West is candid and intense throughout the 14-minute interview clip, talking with Lowe about the motivations behind his most recent full-length, the controversial and much-discussed Yeezus.
“I’m gonna make music and try to make it three-dimensional,” West stressed to Zane. “Like on Star Wars and the hologram pop up out of R2D2, I’mma make something that jumps up and affects you in a good or bad way…I’m not here to make easy listening, you know, easy programmable music.”
West went on to shout out the heavy influence of Michael Jackson on his work, and how Jackson’s pioneering ways in the industry push him to make bigger and grander musical statements, such as the jarring sonic juxtapositions found throughout Yeezus.
“There would be no Kanye West if it wasn’t for Michael Jackson,” West admitted. “I’ve reached a point in my life where my Truman Show boat has hit the painting,” he added in reference to the 1998 Jim Carrey film. “And I’ve got to a point that Michael Jackson did not break down. I have reached the glass ceiling, as a creative person, as a celebrity…and I’ve been at it for ten years. I look around and I say, ‘wait a minute. There’s no one around here in this space that looks like me. And if they are, they’re quiet as f—.’ So that means, wait a second. Now, we’re seriously like, in a civil rights movement.”

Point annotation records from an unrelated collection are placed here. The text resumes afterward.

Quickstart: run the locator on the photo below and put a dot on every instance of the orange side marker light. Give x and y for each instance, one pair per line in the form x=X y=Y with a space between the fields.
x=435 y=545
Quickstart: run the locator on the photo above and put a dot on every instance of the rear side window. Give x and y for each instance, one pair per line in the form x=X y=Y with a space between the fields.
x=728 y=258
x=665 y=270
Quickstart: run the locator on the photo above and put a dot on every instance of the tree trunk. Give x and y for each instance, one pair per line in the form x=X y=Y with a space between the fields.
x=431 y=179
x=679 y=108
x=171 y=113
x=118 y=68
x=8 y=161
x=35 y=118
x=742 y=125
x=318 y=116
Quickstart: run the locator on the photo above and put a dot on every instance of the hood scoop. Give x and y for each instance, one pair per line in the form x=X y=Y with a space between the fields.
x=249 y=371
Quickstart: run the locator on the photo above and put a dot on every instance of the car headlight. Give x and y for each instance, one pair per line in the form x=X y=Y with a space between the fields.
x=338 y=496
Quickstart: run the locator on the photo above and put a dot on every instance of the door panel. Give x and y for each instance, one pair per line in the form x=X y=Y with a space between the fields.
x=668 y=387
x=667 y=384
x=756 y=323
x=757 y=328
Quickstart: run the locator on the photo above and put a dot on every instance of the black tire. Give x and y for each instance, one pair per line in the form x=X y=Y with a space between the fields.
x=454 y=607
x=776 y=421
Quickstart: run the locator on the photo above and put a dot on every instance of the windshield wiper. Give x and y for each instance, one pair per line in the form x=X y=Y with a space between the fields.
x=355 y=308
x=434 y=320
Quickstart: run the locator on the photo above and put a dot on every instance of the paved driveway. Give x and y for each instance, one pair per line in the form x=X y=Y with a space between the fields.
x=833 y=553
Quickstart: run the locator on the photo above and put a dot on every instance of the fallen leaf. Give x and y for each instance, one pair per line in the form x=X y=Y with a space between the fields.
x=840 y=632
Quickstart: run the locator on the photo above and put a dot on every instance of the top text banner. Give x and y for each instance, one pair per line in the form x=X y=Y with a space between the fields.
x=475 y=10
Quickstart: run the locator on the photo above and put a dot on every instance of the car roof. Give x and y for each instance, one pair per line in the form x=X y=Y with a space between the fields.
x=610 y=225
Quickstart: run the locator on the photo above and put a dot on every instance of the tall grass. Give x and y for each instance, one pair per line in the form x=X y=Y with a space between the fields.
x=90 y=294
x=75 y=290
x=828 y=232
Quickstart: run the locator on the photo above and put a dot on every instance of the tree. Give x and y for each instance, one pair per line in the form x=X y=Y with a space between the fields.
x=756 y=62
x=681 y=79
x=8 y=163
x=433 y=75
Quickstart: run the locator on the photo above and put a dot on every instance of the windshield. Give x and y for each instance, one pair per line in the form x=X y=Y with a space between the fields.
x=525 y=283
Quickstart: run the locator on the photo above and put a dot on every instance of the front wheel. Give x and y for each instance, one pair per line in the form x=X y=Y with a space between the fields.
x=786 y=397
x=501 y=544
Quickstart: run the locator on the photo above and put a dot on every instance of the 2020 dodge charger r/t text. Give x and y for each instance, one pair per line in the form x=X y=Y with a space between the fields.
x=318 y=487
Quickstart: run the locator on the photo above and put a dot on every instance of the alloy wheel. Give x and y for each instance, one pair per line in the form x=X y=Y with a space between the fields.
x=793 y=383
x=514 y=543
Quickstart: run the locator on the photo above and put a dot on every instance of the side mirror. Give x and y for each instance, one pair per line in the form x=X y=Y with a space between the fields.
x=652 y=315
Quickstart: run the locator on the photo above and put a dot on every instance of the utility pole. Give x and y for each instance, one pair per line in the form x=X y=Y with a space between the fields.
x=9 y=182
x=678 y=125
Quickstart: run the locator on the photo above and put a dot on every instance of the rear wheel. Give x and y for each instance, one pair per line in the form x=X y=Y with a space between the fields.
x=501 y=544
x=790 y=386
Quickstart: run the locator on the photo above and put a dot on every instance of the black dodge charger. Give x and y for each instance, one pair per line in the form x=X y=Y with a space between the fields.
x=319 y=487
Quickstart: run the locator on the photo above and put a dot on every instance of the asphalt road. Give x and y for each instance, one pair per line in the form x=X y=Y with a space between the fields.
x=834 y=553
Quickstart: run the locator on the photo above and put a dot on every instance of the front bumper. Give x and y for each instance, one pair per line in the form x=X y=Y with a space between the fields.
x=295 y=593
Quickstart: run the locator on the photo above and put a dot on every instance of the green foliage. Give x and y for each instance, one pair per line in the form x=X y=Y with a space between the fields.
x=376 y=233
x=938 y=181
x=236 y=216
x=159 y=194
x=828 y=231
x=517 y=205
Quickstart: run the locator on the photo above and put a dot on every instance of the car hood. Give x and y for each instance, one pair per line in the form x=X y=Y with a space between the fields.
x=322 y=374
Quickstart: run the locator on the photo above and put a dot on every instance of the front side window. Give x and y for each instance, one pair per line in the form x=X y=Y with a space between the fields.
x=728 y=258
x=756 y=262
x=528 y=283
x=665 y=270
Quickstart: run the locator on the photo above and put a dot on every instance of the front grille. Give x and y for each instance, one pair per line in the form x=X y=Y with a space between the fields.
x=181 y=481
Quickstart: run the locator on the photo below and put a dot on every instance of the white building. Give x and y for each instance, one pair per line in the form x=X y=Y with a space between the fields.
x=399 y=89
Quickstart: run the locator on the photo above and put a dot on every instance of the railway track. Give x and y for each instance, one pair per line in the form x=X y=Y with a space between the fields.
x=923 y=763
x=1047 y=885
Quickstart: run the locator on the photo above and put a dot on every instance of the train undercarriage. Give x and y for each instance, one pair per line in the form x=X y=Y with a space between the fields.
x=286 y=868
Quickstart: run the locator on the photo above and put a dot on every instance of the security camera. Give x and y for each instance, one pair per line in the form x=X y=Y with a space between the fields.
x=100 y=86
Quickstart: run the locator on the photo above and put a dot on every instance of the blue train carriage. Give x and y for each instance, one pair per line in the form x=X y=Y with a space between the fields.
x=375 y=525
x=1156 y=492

Other revelations made in the first part of the interview include how the song “Blood on the Leaves” was originally intended to open Yeezus instead of “On Site,” the fact that he peruses reader comments whenever his name is mentioned on trend-spotting website Hypebeast, and his assertion that rappers are the new rock stars (calling out Saint Laurent creative director Hedi Slimane in the process), ending on the now-infamous quote, “We the real rock stars, and I’m the biggest of all of them.”